5 Int. Rev. Code §2701(c)(3). Rev. Rul. 83-120 predates the effective date of Section 2701 but it provides guidance on the considerations used to value preferred stock and common stock in family transfer situations.
The qualified appraiser will and should consider factors including the preferred return paid by public companies with comparable pre-tax and pre-interest earnings, comparable ability to timely pay dividends and comparable protection to pay the liquidation preference to the preferred interest holder (determined by the company's net worth).
6 Int. Rev. Code §2701(a)(4).
7 The lifetime estate and gift tax exemption is scheduled to sunset in 2026 to pre-2018 amounts of $5.49 million per person and $10.98 million per couple, adjusted for inflation. Int. Rev. Code §2010(c). Accounting for inflation, the lifetime exemption is estimated to be approximately $6 million per person and $12 million per couple in 2026.
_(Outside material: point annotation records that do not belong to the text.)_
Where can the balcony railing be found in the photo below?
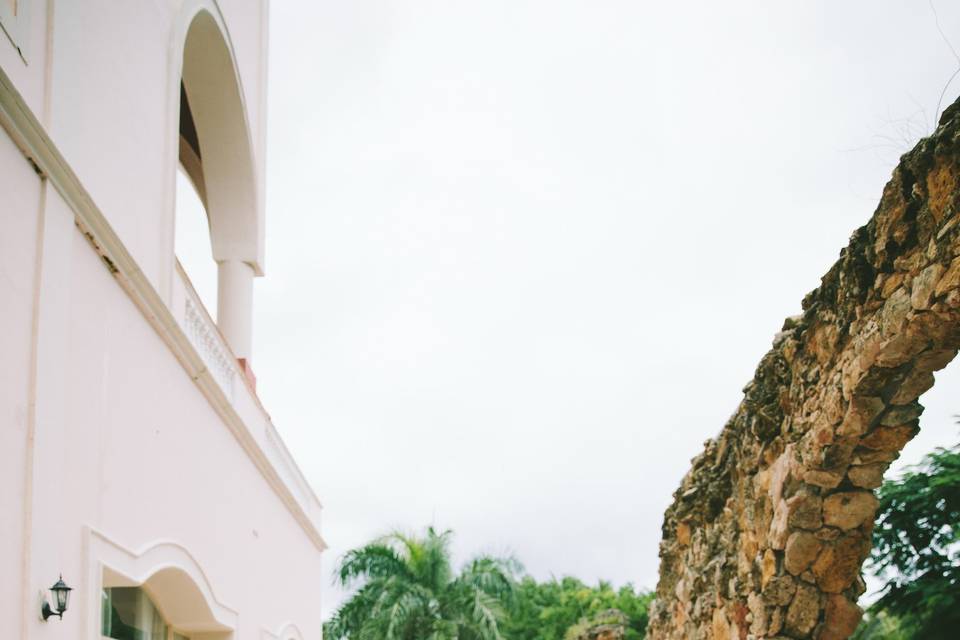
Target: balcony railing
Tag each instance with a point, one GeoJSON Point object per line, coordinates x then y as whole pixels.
{"type": "Point", "coordinates": [203, 334]}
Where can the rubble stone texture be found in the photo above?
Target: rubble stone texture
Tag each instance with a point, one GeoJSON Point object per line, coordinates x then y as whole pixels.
{"type": "Point", "coordinates": [770, 527]}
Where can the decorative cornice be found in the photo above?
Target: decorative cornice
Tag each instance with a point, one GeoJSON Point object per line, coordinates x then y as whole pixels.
{"type": "Point", "coordinates": [30, 136]}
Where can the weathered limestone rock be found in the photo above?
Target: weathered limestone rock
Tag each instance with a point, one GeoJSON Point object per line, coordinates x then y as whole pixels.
{"type": "Point", "coordinates": [803, 613]}
{"type": "Point", "coordinates": [840, 619]}
{"type": "Point", "coordinates": [802, 549]}
{"type": "Point", "coordinates": [838, 565]}
{"type": "Point", "coordinates": [770, 527]}
{"type": "Point", "coordinates": [868, 476]}
{"type": "Point", "coordinates": [849, 509]}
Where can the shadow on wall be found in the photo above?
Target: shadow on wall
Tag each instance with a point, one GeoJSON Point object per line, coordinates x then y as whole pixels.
{"type": "Point", "coordinates": [769, 529]}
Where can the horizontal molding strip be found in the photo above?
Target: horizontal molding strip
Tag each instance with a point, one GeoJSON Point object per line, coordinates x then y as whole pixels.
{"type": "Point", "coordinates": [30, 136]}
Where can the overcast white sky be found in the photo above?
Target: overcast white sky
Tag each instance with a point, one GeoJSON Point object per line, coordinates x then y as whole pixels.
{"type": "Point", "coordinates": [522, 256]}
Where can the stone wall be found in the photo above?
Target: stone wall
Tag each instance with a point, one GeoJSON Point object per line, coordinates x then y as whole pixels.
{"type": "Point", "coordinates": [768, 530]}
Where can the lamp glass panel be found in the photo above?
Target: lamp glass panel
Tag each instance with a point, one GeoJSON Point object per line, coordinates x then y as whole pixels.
{"type": "Point", "coordinates": [63, 599]}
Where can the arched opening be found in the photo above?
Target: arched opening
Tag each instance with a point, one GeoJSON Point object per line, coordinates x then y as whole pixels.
{"type": "Point", "coordinates": [159, 586]}
{"type": "Point", "coordinates": [166, 606]}
{"type": "Point", "coordinates": [218, 177]}
{"type": "Point", "coordinates": [769, 529]}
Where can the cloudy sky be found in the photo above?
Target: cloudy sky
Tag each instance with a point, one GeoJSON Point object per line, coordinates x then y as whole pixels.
{"type": "Point", "coordinates": [523, 256]}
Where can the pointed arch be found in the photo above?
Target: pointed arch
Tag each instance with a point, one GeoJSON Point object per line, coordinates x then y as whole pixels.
{"type": "Point", "coordinates": [215, 139]}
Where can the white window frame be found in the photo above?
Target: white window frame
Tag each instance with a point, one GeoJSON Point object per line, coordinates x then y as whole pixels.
{"type": "Point", "coordinates": [15, 23]}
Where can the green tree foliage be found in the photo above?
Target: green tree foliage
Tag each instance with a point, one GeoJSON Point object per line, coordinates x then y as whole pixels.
{"type": "Point", "coordinates": [548, 610]}
{"type": "Point", "coordinates": [917, 550]}
{"type": "Point", "coordinates": [407, 590]}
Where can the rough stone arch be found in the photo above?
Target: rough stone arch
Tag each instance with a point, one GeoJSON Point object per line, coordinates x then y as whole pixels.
{"type": "Point", "coordinates": [768, 530]}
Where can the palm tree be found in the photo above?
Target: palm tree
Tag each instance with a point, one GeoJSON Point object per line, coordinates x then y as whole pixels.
{"type": "Point", "coordinates": [407, 591]}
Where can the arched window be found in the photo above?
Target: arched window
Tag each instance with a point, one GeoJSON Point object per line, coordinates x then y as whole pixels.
{"type": "Point", "coordinates": [192, 243]}
{"type": "Point", "coordinates": [128, 613]}
{"type": "Point", "coordinates": [218, 176]}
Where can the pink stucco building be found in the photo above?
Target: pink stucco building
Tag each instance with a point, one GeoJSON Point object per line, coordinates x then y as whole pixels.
{"type": "Point", "coordinates": [135, 457]}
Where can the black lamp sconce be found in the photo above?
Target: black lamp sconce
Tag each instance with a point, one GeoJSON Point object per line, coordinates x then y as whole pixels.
{"type": "Point", "coordinates": [61, 595]}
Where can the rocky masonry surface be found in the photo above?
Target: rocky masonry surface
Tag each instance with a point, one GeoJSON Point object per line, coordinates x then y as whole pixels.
{"type": "Point", "coordinates": [768, 530]}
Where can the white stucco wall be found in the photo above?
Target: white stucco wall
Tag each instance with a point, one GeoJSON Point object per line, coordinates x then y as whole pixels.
{"type": "Point", "coordinates": [114, 450]}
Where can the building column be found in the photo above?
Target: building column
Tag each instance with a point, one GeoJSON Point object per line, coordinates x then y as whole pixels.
{"type": "Point", "coordinates": [235, 305]}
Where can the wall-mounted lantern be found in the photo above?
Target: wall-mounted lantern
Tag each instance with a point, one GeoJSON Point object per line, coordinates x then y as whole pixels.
{"type": "Point", "coordinates": [61, 595]}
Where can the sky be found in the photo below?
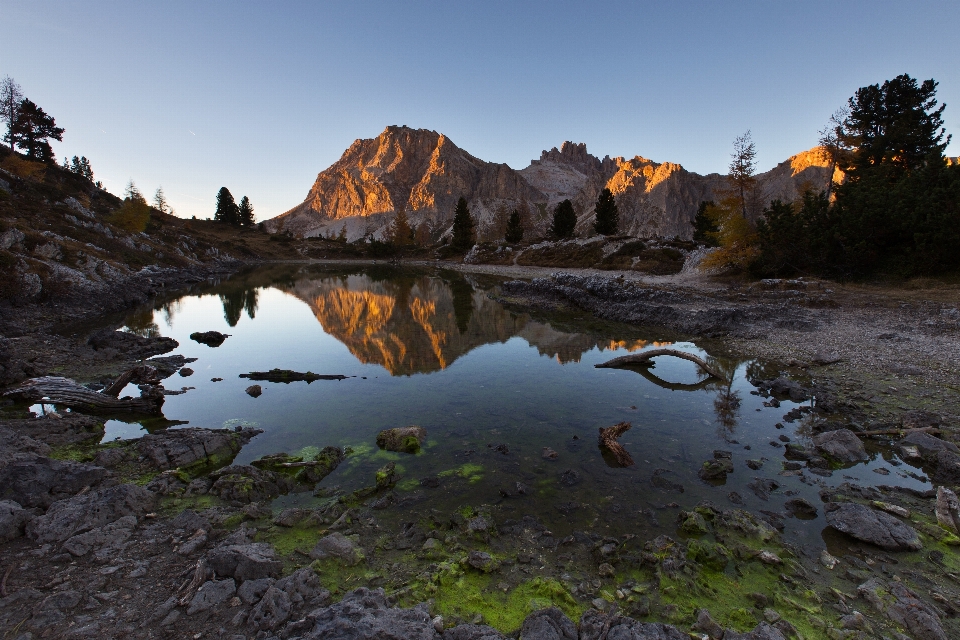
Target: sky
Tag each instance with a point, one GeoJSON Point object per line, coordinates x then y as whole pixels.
{"type": "Point", "coordinates": [261, 96]}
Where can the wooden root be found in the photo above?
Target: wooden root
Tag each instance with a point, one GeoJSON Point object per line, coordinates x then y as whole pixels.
{"type": "Point", "coordinates": [608, 440]}
{"type": "Point", "coordinates": [644, 357]}
{"type": "Point", "coordinates": [66, 392]}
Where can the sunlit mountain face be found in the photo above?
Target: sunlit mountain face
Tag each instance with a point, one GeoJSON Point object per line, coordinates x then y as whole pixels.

8 If common interest is transferred to a grantor trust, the transferor and the grantor trust will be deemed the same person for income tax purposes. Therefore, it will be necessary that another taxpayer hold some interest, whether preferred or common, in the freeze partnership so that the freeze partnership is not treated as a disregarded entity.
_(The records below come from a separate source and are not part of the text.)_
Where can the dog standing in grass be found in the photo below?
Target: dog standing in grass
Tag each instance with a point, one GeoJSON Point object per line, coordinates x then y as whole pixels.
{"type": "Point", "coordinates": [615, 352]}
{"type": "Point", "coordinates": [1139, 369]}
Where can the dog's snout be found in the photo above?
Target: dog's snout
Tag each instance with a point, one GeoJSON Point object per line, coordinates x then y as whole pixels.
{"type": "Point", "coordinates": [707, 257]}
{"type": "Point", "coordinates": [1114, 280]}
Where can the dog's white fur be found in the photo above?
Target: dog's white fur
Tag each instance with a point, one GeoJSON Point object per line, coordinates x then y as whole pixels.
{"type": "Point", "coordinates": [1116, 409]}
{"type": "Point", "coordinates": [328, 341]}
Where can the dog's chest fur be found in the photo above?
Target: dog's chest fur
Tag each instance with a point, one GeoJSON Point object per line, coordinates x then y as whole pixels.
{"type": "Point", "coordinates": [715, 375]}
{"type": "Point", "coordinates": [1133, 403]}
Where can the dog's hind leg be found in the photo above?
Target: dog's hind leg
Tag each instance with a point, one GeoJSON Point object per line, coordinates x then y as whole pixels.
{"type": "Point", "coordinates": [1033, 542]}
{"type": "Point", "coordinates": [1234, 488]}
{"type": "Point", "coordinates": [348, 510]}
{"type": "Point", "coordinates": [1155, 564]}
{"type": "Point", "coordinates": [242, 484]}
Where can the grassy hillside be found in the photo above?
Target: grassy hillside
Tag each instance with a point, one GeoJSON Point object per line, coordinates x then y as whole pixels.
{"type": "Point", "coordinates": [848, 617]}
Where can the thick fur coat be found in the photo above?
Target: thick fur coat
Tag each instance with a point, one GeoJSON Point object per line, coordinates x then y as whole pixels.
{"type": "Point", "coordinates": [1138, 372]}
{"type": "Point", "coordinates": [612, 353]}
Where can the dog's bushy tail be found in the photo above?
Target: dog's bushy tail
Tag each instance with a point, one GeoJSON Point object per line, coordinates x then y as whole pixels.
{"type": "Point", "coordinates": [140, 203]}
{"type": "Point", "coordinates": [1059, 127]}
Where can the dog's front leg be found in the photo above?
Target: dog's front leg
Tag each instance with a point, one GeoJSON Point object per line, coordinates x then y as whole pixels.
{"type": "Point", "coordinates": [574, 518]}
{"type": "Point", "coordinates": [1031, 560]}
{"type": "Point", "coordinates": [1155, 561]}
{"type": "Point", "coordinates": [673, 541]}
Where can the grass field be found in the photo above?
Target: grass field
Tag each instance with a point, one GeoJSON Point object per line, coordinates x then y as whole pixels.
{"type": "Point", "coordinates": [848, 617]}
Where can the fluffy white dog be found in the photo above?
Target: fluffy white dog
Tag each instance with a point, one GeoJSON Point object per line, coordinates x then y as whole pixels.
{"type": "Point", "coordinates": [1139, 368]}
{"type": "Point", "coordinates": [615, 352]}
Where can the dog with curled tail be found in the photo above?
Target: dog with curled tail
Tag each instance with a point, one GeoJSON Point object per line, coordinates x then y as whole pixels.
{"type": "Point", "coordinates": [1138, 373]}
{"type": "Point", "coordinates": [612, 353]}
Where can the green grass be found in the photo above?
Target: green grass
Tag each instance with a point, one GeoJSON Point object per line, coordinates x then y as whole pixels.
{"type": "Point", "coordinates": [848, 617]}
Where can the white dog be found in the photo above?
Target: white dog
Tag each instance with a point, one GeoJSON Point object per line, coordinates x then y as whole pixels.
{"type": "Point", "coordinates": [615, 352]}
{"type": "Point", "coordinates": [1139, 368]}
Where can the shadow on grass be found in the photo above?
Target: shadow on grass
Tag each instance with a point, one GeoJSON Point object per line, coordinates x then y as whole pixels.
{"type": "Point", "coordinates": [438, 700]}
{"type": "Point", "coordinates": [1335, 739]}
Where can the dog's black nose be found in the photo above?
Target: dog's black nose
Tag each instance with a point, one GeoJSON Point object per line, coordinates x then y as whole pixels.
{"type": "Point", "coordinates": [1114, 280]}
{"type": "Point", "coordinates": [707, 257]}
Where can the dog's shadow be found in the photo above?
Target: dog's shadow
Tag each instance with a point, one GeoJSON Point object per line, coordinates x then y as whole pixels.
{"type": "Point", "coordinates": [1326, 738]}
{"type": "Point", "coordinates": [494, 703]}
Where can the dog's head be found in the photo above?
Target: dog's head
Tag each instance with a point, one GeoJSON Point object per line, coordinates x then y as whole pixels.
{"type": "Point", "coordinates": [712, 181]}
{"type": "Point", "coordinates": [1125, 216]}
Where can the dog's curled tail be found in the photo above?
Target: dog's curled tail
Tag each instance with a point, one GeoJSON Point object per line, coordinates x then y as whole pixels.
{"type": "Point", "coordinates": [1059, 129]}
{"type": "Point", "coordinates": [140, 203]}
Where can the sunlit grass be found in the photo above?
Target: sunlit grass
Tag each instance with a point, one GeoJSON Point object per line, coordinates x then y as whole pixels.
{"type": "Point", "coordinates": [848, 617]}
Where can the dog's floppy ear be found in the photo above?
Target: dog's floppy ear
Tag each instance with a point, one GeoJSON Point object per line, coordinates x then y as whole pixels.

9 For the 99.5 Percent Act, S. 994, 117th Congress (proposed March 25, 2021)]. GRATs and installment sales to the IDGTs are more efficient freeze techniques because the Section 7520 interest rate, as opposed to the higher market rate of return, is used to determine the annuity or installment payments to the grantor or transferor. However, the freeze partnership is a helpful alternative if the grantor prefers greater cash flow and there are income tax reasons to use the freeze partnership.
10 Basis step-up can be accomplished for assets transferred to GRATs and IDGTs by giving the grantor the right to buy back the transferred asset with cash, a promissory note or other higher-basis assets in order to include the transferred asset in the grantor's estate. However, the grantor or Senior Member may not have requisite cash or assets to buy back the transferred asset. In the case where a promissory note is used to buy back the transferred asset, there is an unsettled question whether there is taxable gain to the GRAT and IDGT when the promissory note installments are received after the grantor's death.